Pazartesi, Ağustos 7

Utanç



Atıf Yılmaz, Yeşilçam döneminin ve sonrasının en önemli yönetmenlerinden biri. Sayısız film çekti. Daha da ayırt edici olan özelliği; her türden filmde çalışmasıydı. Yeri geldi 80 sonrası siyasi filmlerde, yeri geldi kadın filmlerinde, yeri geldi Kemal Sunal komedilerinde, yeri geldi Battal Gazi veya Köroğlu gibi filmlerde,  yeri geldi Yeşilçam'ın klişeleşmiş basit filmlerinde... 
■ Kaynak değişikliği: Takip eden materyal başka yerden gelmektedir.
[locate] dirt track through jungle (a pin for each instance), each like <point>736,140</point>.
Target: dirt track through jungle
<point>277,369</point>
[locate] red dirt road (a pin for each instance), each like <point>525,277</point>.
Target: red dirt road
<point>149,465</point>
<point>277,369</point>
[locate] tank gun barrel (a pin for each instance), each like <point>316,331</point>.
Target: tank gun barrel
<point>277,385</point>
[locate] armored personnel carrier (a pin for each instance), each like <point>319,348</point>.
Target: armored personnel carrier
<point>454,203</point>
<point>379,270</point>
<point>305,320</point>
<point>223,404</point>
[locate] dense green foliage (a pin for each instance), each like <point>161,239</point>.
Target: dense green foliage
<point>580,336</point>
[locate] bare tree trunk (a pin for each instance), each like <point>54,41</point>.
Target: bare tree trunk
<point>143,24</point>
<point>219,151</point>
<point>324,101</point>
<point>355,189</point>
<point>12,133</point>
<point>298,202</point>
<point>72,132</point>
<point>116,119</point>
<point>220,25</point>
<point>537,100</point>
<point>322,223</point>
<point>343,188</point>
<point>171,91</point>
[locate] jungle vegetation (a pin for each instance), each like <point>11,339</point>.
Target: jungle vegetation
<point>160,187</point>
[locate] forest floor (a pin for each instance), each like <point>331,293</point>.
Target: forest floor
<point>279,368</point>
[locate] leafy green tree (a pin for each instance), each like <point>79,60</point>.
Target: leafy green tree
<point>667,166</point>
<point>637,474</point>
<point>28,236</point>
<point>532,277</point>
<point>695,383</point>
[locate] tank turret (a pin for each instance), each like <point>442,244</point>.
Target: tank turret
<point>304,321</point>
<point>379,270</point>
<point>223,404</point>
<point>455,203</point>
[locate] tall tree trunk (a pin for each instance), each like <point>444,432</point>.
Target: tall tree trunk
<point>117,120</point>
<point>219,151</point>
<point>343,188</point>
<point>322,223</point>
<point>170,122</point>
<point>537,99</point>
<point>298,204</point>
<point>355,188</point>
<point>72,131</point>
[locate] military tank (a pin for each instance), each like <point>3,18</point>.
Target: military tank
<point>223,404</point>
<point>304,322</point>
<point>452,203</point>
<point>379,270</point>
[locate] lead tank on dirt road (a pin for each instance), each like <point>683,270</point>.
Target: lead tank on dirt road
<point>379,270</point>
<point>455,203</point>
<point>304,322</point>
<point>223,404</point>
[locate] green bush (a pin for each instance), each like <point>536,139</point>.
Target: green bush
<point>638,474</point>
Utanç, ne yazık ki en sonuncu gruba dahil edilir. 23 yaşındaki Kadir İnanır'ın ağırlık koyabildiği filmde başka izlenebilecek bir şey yok. İnanır'ın yanında, hatta önünde Filiz Akın da var ama adeta idare etmiş. 

Film o dönemin Yeşilçam'ı içinde yeni bir şey söylemiyor. Tecavüze uğrayıp kötü yola düşen, hayatı derbeder olan bir kadının hikayesi. Seyirciyi ağlatmak üzerine kurulmuş. Kurgunun sıkıştığı anlarda da arabeski dayamışlar. Ajitasyon, karakter ve kurgusal derinliklerine kat be kat üstünlük sağlıyor.

Film aynı zamanda oldukça erkekçi bir bakış açısıyla yazılmış. Üstelik senaryo bir kadının, Ayşe Şasa'nın kaleminden çıkıyor. Aynı ikili (Yılmaz ve Şasa) bir sene önce Unutulan Kadın'da da beraberdi ve o bir tık daha iyi filmdi. Herhalde birliktelik işe yarayınca bir daha denediler ama olmamış. 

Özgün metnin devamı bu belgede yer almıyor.